The most successful leaders will be those who have a global perspective. This has always been a global industry. Think about it: from queuing formulas developed in Denmark (Erlang B and C), to process improvement tools created in Italy (pareto chart) and Japan (cause and effect diagram), to, well, even the Arabic numeral system (1,2,3) used throughout the world!
There have been so many times I've wished I could literally put in a bottle the innovations, insights and solutions I've seen and learned from contact centre managers around the world, and share them with others. So often, "global news" is focused primarily on outsourcing services, suppliers opening an office in Timbuktu, or XYZ Co. expanding into a new region. And those stories have a place. But there's a much more significant story to be told -- how deeper customer management developments across the world are impacting virtually every organisation in today's communications-driven economy, even those with relatively small or local customer bases.

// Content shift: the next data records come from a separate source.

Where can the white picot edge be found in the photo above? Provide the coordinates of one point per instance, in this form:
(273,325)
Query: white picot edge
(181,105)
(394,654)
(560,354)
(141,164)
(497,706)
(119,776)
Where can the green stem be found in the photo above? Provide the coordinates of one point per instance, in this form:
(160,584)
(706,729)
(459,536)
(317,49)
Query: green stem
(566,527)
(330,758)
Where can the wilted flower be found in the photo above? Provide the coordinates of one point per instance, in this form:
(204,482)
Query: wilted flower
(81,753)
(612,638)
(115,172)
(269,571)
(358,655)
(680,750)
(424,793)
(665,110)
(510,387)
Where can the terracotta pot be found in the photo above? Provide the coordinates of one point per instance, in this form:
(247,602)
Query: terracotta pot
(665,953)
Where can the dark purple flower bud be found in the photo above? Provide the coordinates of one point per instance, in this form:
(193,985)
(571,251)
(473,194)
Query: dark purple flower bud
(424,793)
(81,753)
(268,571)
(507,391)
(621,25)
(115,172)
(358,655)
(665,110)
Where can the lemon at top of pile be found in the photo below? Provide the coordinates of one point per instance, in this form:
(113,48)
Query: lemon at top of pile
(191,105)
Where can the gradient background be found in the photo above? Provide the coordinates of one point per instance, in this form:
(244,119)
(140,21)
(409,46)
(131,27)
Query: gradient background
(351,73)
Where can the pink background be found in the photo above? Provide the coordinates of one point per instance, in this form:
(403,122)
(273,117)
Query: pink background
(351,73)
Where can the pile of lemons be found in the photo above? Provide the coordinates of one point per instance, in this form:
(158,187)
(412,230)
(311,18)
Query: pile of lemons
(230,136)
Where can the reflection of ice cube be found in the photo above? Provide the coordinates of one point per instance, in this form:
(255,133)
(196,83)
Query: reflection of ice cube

According to ICMI, there are now an estimated 18 million agents and 1.5 million managers (including managers, supervisors and analysts) working in customer contact operations worldwide. Organisations across the globe are spending an estimated U.S. $485 billion annually to run their centres. And growth in call centre seats continues at a healthy clip: up to 5% in developed regions and over 15% in developing regions. Any way you slice it, call centres (a.k.a. customer contact centres, help desks) have become a major economic force.
Beyond these numbers, there are two trends that are significantly shaping our global profession. First, customer contact operations are becoming increasingly complex to operate, for several reasons:
- More empowered, demanding customers. The proliferation of mobile and broadband services, Internet-based information, sophisticated search tools and ever-changing cultural expectations have created a better-informed, more empowered and more savvy customer base.
- Increasingly complex contacts. Automated services -- Web-based, speech, kiosks, et al. -- are offloading more straightforward or defined contacts, leaving agents with more difficult transactions. Of course, these capabilities are also creating new types of services and contacts.
- Significant organisational change. Many organisations are wisely restructuring so that all channels of contact with customers -- Web, phone, email, mobile services, VoIP -- are developed and managed under the same umbrella. This is causing enormous organisational changes that involve IT, marketing, HR, and virtually every other department.
A second and even more significant global trend is that customer contact services are more important than ever. Sure, many organisations still don't "get it" -- they still see the call centre as a necessary cost and are primarily focused on efficiencies. But more all the time are seeing the strategic power of these services. They know that contact after contact, day after day, the centre is capturing information that can literally transform the organisation—intelligence that helps other departments improve quality, further research and development, focus marketing campaigns, detect potential legal or publicity problems, and provide input on how to improve self-service systems.
This is an important and exciting time of development in our profession. I often hear various pundits and observers talk about how advanced the call centre industry is today. I believe we're just getting started -- I believe we're going to see more development and change in the next five to seven years than we've seen in the last three decades.